For Rebecca Pennington, owner of Energize Hot Yoga in Santa Rosa, remaining calm and centered during a global pandemic, wildfires and a seemingly endless parade of adversity has been a real challenge.

In just the past year and a half, Pennington, like many gym owners and those whose business models are geared toward the indoors, has had to adjust to evolving safety protocols on the fly.

That includes limiting capacity at her Wilson Street studio to about half what it normally would be, enforcing mask rules and not renting out towels, mats and other standard yoga equipment.

Pennington, 43, has ridden a wave of emotions with each twist and turn.
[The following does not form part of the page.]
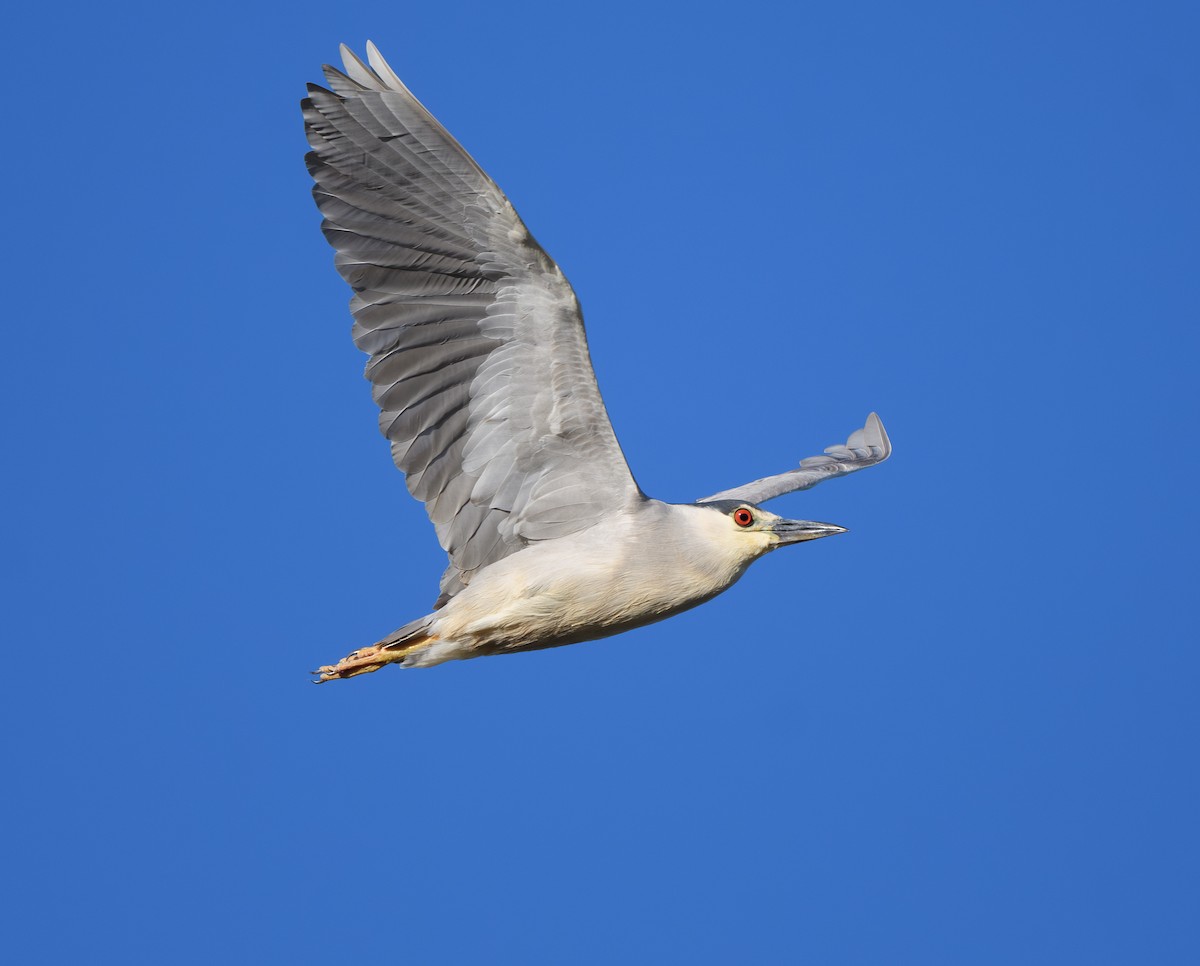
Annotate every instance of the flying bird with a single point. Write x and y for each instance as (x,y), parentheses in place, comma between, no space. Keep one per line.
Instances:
(480,367)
She was ebullient when class attendance shot up after vaccines became available, only to crater again when the rollout stalled.

Pennington eagerly put in a ton of work when outdoor classes seemed a viable option.

“But then the fires hit, and it was like ‘Oh my gosh, dude.’ I got pretty bitter for about two months, ”she said.

And yet, through wildfire smoke and the pandemic, the studio is still meeting its core mission: helping people feel safer and saner in what can feel like a crazy, out-of-control world.

“Now more than ever, people are seeking out yoga for stress relief, to find calmness and grounding,” Pennington said.

The studio, which has been at its current location for 24 years, consistently earns top awards in local “best of” polls. Pennington purchased the studio 12 years ago.

Born and raised in Sevastopol, Pennington graduated from Analy High School and attended Santa Rosa Junior College and UC Davis before earning a degree in kinesiology from Sonoma State University.

An avid outdoor enthusiast, she worked as a counselor and guide for teenagers who had signed up for multi-sport adventure trips. She’s now the mother of twins, a 7-year-old boy and girl.

Like many people, she’s busy and under a lot of stress. Yoga, or what Pennington describes as the “calming aspects of movement,” is a crucial tool for coping.

“Life is so fast and our minds are constantly going, going, going,” she said. “Sometimes it’s very challenging, myself included, to just calm yourself.”

Hot yoga is a vigorous form of the ancient practice generally performed in a very warm and humid room, according to the Mayo Clinic.

The studio offers Inferno Hot Pilates, Hot Yoga Express, Bikram Yoga and Radiant Fusion Flow that combines a few styles of yoga into one class. Every class is beginner-friendly.

The challenge of operating a hot yoga studio during a global pandemic in which viral transmission can be much greater indoors has not been lost on Pennington, who has implemented a number of safety protocols.

Staff and clients are required to wear masks. The only exceptions are classes in which all participants have been vaccinated. Clients have the option of showing proof of vaccination.

In the first two weeks of the policy’s implementation, about six classes, out of 60, were allowed to go maskless due to everyone being vaccinated, according to Pennington. Every class is also streamed live on the internet for clients who prefer to remain at home.

For many, the studio is a home away from home. Four years ago, Pennington opened its doors to clients who had been evacuated due to wildfires. People took classes, charged their phones or grabbed a hot shower.

“We have a really strong community at this studio,” Pennington said. “So many people say how thankful they are to have this place to come to.”